In an orchestrated network, predetermined policies are applied when certain conditions are met. For instance, if suspicious traffic is detected, a new firewall rule can be put in place to block the offending traffic. Also, routing and security profiles can be modified automatically as a new service spins up a virtual machine in the data center. These policies are not device-specific configuration files painstakingly crafted by network engineers. Instead, the orchestration engine works to find those configuration files and, if necessary, any new virtual appliances required to implement the policies and deploys them as needed.

SDN, NFV and orchestration clearly can be applied to the technical hurdles of C2D2E. Once a commander’s operational needs have been translated into information technology policies, they can be loaded into an orchestration engine with appropriate triggers and tripwires. When a specific situation arises, a complete set of configuration changes can be deployed across a network, on command, either automatically or by an administrator. These include firewall and routing rule changes, Quality of Service adjustments and reprioritization and, because orchestration is not limited to network devices, application server reconfiguration.
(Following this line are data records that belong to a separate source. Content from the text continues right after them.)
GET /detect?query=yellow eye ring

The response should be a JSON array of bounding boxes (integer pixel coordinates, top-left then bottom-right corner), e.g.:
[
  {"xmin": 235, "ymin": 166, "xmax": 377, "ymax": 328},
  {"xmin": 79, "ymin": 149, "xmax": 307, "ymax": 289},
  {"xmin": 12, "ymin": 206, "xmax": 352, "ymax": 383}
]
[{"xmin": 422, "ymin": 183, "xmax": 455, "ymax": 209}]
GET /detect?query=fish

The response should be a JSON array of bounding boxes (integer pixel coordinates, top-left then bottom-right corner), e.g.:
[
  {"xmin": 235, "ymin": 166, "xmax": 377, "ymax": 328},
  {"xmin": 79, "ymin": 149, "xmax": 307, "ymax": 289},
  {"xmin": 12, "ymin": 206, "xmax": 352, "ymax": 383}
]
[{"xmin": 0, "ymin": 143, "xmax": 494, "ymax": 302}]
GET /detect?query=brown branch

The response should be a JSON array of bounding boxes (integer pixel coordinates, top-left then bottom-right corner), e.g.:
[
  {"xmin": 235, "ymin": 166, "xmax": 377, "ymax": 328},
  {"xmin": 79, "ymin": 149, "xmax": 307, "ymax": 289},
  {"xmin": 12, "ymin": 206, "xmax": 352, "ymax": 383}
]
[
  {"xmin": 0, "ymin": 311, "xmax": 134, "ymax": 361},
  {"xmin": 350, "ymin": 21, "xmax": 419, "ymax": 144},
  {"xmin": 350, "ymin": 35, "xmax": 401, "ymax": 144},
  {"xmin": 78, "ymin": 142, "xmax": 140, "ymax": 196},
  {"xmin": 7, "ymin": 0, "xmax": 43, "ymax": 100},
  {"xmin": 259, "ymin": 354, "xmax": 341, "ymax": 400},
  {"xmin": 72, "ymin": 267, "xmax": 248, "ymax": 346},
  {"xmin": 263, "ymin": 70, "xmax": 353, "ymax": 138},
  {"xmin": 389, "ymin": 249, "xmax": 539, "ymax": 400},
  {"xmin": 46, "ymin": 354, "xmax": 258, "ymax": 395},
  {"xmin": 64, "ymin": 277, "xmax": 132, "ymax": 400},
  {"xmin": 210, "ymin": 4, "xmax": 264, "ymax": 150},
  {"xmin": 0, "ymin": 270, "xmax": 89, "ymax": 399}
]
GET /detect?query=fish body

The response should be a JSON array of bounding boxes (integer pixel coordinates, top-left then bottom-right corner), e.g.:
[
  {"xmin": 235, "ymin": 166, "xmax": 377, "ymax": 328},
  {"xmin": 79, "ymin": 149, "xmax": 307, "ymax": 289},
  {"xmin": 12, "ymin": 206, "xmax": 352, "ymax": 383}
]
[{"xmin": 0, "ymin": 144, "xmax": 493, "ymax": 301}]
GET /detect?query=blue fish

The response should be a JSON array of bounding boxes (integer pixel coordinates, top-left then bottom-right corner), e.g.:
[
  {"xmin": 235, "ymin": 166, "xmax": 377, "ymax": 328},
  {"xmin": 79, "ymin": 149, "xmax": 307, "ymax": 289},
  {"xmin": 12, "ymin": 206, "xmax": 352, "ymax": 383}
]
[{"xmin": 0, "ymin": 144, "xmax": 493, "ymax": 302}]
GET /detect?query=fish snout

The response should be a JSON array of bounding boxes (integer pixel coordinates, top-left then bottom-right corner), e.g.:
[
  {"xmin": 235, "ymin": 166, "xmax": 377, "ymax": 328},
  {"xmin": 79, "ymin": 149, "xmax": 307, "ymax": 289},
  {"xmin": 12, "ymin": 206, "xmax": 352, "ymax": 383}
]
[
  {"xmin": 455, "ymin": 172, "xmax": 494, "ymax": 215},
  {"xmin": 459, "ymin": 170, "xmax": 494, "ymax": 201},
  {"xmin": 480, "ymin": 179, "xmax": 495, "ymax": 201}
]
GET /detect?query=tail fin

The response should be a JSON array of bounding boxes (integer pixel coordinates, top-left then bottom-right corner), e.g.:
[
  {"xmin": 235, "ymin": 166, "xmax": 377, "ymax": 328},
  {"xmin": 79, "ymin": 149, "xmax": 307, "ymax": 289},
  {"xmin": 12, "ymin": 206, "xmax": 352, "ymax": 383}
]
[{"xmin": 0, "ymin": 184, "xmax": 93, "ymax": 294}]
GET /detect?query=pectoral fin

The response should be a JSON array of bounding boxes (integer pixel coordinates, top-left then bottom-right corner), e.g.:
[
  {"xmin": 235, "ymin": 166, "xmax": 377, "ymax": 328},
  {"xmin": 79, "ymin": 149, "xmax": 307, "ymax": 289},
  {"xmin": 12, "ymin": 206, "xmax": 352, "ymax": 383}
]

Today, providing C2D2E sits at the less complicated end of an SDN capability. Even network upgrades only require downloading a new virtual appliance version and pushing it to the appropriate spot on the network. 

There is no reason to stop there. What if a cyber attack overwhelms the perimeter firewall and sends more packets—and triggers more rules—than the processor can handle? A software-defined and orchestrated network simply can apply more compute resources to the firewall appliance or, by evaluating the attack, reconfigure the firewall to process the attack earlier in the rule set and discard the packets without overloading the system.
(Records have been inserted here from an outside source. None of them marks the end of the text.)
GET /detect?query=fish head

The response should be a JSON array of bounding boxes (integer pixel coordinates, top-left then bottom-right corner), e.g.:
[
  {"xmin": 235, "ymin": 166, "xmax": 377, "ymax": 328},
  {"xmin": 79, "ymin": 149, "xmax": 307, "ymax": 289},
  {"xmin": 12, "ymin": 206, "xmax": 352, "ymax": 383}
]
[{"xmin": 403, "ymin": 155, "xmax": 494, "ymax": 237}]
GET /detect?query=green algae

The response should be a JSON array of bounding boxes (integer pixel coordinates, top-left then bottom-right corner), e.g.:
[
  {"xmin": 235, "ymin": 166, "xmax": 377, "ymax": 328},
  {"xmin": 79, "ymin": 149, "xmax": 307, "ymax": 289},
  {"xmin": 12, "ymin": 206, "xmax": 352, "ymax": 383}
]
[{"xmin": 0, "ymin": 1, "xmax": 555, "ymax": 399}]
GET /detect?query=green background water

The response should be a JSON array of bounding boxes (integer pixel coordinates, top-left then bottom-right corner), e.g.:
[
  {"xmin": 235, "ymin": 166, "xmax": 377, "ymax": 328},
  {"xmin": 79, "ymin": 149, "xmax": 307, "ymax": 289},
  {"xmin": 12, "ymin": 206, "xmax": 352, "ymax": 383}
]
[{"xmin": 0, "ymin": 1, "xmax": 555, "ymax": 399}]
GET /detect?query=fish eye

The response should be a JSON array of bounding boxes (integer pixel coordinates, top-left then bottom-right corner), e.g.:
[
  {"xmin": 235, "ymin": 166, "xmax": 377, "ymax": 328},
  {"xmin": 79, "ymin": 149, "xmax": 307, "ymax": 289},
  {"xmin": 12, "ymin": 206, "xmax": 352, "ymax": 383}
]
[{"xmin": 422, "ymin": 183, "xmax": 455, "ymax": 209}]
When SDN is deployed throughout a network, it makes more sense to talk about numerous firewalls, deployed exactly where needed to maximize effect. Security boundaries can be applied flexibly wherever there is an SDN appliance. Tailored response options can be crafted and applied close to the affected systems. If a new threat is detected that moves between database servers and domain controllers, then routing can be modified to place a security device between the two without making any changes to the perimeter, rolling out new hardware or affecting user functionality and infrastructure.

SDN, NFV and orchestration provide the tools necessary to execute what are now incredibly complex problems. Whether the Navy’s goals are C2D2E, rapid response to changing cyber conditions or enhanced network security and resiliency for users, the capability is available, and industry knows how to supply it. 

Cmdr. Jamie Gateau, USN (Ret.), is the director of strategy and solutions for AT&T Global Business, Public Sector Solutions. He retired after 20 years of service in the U.S. Navy, first as an aviator and then as an information professional officer. The views expressed here are his own.